Les étudiants sont extrêmement motivés, bouillants d'enthousiasme, présents, engagés, intelligents. Les premiers court-métrages réalisés cet été sont de très bon niveau. Ils vont être envoyés dans les festivals, où je ne doute pas qu'ils retiendront l'intérêt.
Cette semaine, de nouveaux scénarios venaient d'être achevés que les étudiants se préparaient à tourner. Deux formateurs étaient sur place, quatre autres s'apprêtaient à partir.
Tout cela a été arrêté net. Les étudiants vont rester avec une formation incomplète. Leurs films ne seront pas réalisés. Leurs espoirs de travailler dans le cinéma, de faire des films, de contribuer à la culture de leur pays sont balayés.
Cela fait quatre ans que nous travaillons (avec les Ateliers Varan, la CinéFabrique et l'Alliance Française de Bangui) à former des réalisateurs et des techniciens dans ce pays où il n'y avait pas jusque là d'industrie du cinéma. Des résultats magnifiques ont été obtenus, notamment dans le domaine du documentaire, avec des films qui ont fait le tour du monde et obtenu des prix dans les plus grands festivals internationaux.

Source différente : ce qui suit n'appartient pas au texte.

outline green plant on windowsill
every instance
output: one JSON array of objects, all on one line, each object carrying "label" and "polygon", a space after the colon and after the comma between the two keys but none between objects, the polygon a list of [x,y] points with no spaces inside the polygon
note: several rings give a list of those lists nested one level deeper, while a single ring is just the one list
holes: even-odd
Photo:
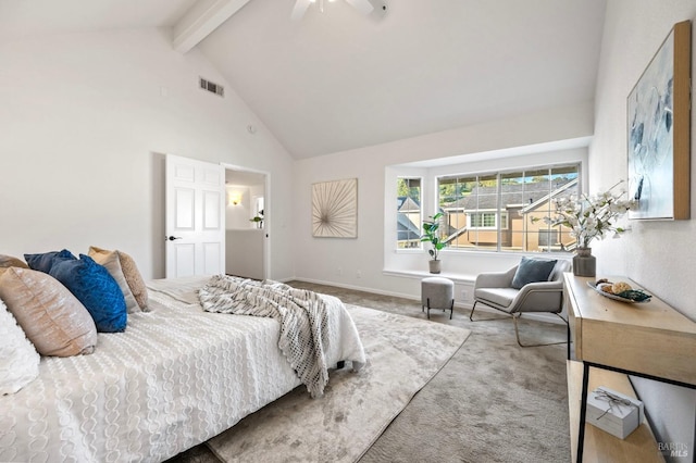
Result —
[{"label": "green plant on windowsill", "polygon": [[421,235],[421,242],[430,242],[431,249],[427,253],[431,255],[430,266],[431,273],[440,272],[439,251],[447,246],[446,241],[440,238],[439,232],[439,218],[443,216],[442,212],[430,216],[430,221],[423,221],[423,235]]}]

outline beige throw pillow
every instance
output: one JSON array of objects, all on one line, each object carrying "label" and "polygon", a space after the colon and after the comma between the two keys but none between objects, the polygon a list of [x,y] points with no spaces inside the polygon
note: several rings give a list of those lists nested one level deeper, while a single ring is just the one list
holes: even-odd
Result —
[{"label": "beige throw pillow", "polygon": [[[116,253],[119,256],[119,263],[121,264],[121,270],[123,271],[123,276],[128,284],[128,288],[130,288],[130,292],[133,292],[133,297],[138,302],[140,310],[148,311],[148,288],[145,286],[145,280],[138,271],[138,266],[135,264],[133,258],[126,254],[123,251],[109,251],[107,249],[97,248],[96,246],[89,247],[89,256],[95,261],[99,259],[107,259],[107,255],[111,253]],[[127,302],[127,301],[126,301]]]},{"label": "beige throw pillow", "polygon": [[87,309],[59,280],[10,267],[0,273],[0,298],[42,355],[91,353],[97,327]]},{"label": "beige throw pillow", "polygon": [[21,259],[13,258],[12,255],[0,254],[0,268],[7,267],[28,268],[29,266]]},{"label": "beige throw pillow", "polygon": [[[91,248],[90,248],[91,253]],[[109,274],[116,280],[119,284],[119,288],[121,288],[121,292],[123,292],[123,298],[126,301],[126,311],[128,313],[140,312],[140,305],[138,305],[138,301],[135,300],[135,296],[133,296],[133,291],[128,286],[128,281],[126,281],[126,277],[123,274],[123,268],[121,267],[121,260],[119,259],[117,252],[98,252],[95,255],[90,255],[95,262],[100,265],[107,267]]]}]

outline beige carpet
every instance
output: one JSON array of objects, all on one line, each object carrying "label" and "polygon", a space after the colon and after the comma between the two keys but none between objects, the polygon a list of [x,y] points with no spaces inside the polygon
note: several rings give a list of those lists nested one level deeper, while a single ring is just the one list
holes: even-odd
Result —
[{"label": "beige carpet", "polygon": [[[347,304],[425,320],[419,301],[302,281],[291,285]],[[437,311],[431,316],[432,323],[465,328],[471,336],[359,462],[569,462],[566,346],[520,348],[512,321],[502,315],[474,323],[468,310],[455,310],[452,320]],[[566,326],[523,317],[520,333],[527,341],[549,342],[563,339]],[[201,445],[171,463],[220,459]]]},{"label": "beige carpet", "polygon": [[470,331],[348,306],[368,355],[331,374],[324,397],[299,387],[208,442],[225,462],[347,462],[372,446]]}]

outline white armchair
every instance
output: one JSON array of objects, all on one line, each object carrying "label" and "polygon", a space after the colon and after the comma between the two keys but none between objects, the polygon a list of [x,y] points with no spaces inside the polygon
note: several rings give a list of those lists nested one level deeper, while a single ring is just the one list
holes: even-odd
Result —
[{"label": "white armchair", "polygon": [[[520,341],[518,318],[525,312],[547,312],[558,315],[566,324],[568,321],[560,316],[563,310],[563,272],[571,268],[570,261],[558,260],[554,270],[548,276],[548,280],[527,283],[514,288],[513,279],[519,265],[507,272],[482,273],[476,277],[474,284],[474,305],[469,315],[473,320],[476,304],[488,305],[512,316],[514,322],[514,334],[521,347],[548,346],[548,345],[523,345]],[[550,342],[564,343],[567,341]]]}]

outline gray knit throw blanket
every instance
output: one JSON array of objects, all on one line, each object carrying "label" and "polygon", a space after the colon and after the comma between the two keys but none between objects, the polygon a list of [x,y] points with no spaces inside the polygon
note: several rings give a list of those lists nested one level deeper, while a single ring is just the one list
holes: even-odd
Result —
[{"label": "gray knit throw blanket", "polygon": [[278,348],[311,397],[324,393],[328,383],[324,356],[328,328],[326,303],[316,292],[277,281],[215,275],[198,297],[207,312],[276,320],[281,324]]}]

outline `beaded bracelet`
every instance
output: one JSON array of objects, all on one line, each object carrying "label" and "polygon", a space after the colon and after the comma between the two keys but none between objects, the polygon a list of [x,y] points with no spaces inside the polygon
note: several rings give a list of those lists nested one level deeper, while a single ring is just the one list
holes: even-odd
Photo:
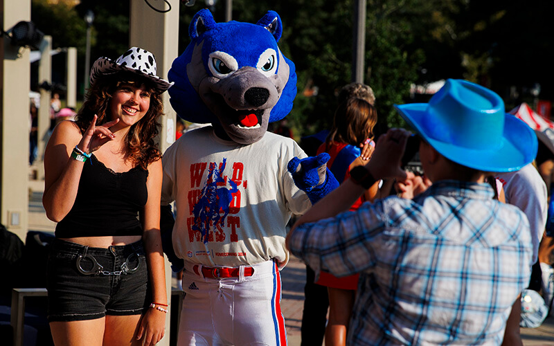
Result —
[{"label": "beaded bracelet", "polygon": [[84,155],[81,154],[79,152],[73,149],[73,151],[71,152],[71,158],[80,162],[85,162],[88,157]]},{"label": "beaded bracelet", "polygon": [[157,307],[157,306],[156,306],[156,304],[154,304],[154,303],[152,303],[152,304],[150,304],[150,307],[151,307],[151,308],[154,308],[154,309],[157,309],[157,310],[159,310],[160,311],[161,311],[161,312],[163,312],[163,313],[168,313],[168,310],[167,310],[166,309],[163,309],[163,307]]}]

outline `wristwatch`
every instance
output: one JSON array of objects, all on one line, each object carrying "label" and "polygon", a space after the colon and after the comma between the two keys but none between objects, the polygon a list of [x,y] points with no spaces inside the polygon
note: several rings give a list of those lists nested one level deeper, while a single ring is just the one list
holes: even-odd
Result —
[{"label": "wristwatch", "polygon": [[356,166],[350,170],[350,179],[367,190],[375,183],[375,179],[365,166]]}]

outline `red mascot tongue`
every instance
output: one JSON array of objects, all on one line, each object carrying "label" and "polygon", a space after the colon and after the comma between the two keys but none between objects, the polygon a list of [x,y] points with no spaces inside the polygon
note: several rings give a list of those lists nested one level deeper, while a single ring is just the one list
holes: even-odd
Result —
[{"label": "red mascot tongue", "polygon": [[239,116],[238,121],[242,126],[251,127],[258,124],[258,117],[256,114],[244,114]]}]

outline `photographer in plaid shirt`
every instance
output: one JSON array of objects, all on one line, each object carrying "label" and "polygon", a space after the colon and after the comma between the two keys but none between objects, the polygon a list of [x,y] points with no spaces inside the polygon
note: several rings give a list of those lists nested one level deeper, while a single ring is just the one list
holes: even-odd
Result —
[{"label": "photographer in plaid shirt", "polygon": [[[537,138],[498,95],[464,80],[396,109],[422,138],[432,185],[401,169],[409,133],[389,130],[367,165],[298,220],[287,246],[316,275],[360,273],[348,345],[500,345],[533,244],[525,215],[494,200],[485,176],[531,162]],[[385,178],[402,197],[346,211]]]}]

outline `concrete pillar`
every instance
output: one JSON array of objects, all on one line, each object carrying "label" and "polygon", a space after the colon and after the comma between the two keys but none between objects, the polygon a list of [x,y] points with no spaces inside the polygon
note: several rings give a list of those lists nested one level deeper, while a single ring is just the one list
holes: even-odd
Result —
[{"label": "concrete pillar", "polygon": [[[160,13],[150,8],[145,1],[129,0],[129,45],[141,47],[152,52],[156,57],[157,75],[168,79],[171,64],[179,55],[179,0],[168,0],[171,10]],[[146,24],[148,24],[148,25]],[[123,52],[122,52],[123,53]],[[162,152],[175,140],[176,113],[169,103],[169,95],[163,93],[164,116],[161,118],[161,131],[158,140]],[[170,304],[166,318],[166,336],[158,345],[169,345],[171,313],[171,269],[166,260],[166,286]]]},{"label": "concrete pillar", "polygon": [[[30,20],[30,0],[0,0],[7,31]],[[24,242],[28,228],[30,50],[0,38],[0,222]]]},{"label": "concrete pillar", "polygon": [[67,107],[75,108],[77,107],[77,48],[68,48],[66,54],[65,84],[67,86]]},{"label": "concrete pillar", "polygon": [[366,57],[366,0],[354,1],[352,54],[352,82],[364,83],[364,62]]},{"label": "concrete pillar", "polygon": [[[52,37],[45,35],[40,44],[40,60],[39,60],[39,85],[42,83],[52,84]],[[33,166],[36,171],[36,179],[42,181],[44,179],[44,149],[49,138],[50,129],[50,100],[52,98],[49,90],[43,88],[40,91],[40,107],[39,108],[38,121],[38,154],[37,160]]]}]

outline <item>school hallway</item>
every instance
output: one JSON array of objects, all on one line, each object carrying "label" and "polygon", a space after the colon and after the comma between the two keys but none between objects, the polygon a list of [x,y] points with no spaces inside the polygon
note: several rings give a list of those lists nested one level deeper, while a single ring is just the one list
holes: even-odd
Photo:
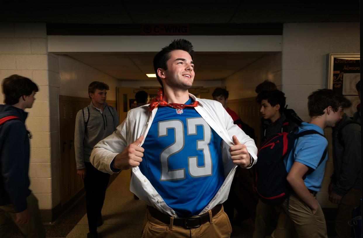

En ce moment même, au Fespaco, grand rendez-vous du cinéma africain à Ouagadougou, quatre cinéastes centrafricains formés dans le cadre de cette coopération défendent les couleurs de leur pays. Les films Makongo de Elvis Sabin Ngaïbino (déjà primé au Cinéma du Réel à Paris et dans une dizaine d'autres festivals de par le monde) et Boy Biyo de Anne-Bertille Ndeysseit Vopiande (primé à IDFA) sont en compétition. Le projet Eat Bitter (soutenu par le Bertha Fund d'Amsterdam, Hot Docs du Québec et la bourse Sundance) porté par Pascale Appora-Gnekindy et Orphé Zaza participe au Ouaga Film Lab, où il vient d'obtenir le prix de l'Institut français. Et tandis que j'écris ces lignes, j'apprends que Makongo a obtenu l'étalon de bronze du meilleur documentaire.
Une réussite exceptionnelle pour un pays qui, il y a quatre ans encore, n'avait ni industrie du cinéma, ni réalisateurs, ni techniciens formés.
CinéBangui permettait d'aller plus loin et de former des jeunes Centrafricains à tous les métiers du cinéma et de promouvoir le cinéma de fiction.
Fermer le programme maintenant est à tous égards un non-sens.
Quel gâchis !
Tant de belles choses peuvent être faites dans ce pays.
Boris Lojkine, cinéaste, coordinateur du projet CinéBangui
Suite : #CinéBangui, projet de formation au cinéma de fiction qui a lieu en République Centrafricaine et soutenu par l'Ambassade de France à Bangui, a repris fin mars 2022 avec les préparations et tournages de 4 films réalisés par les élèves de la formation.
Ce sont au total 8 formateur·ice·s de la CinéFabrique qui se sont rendu·e·s à tour de rôle à Bangui pour encadrer 33 étudiant·e·s.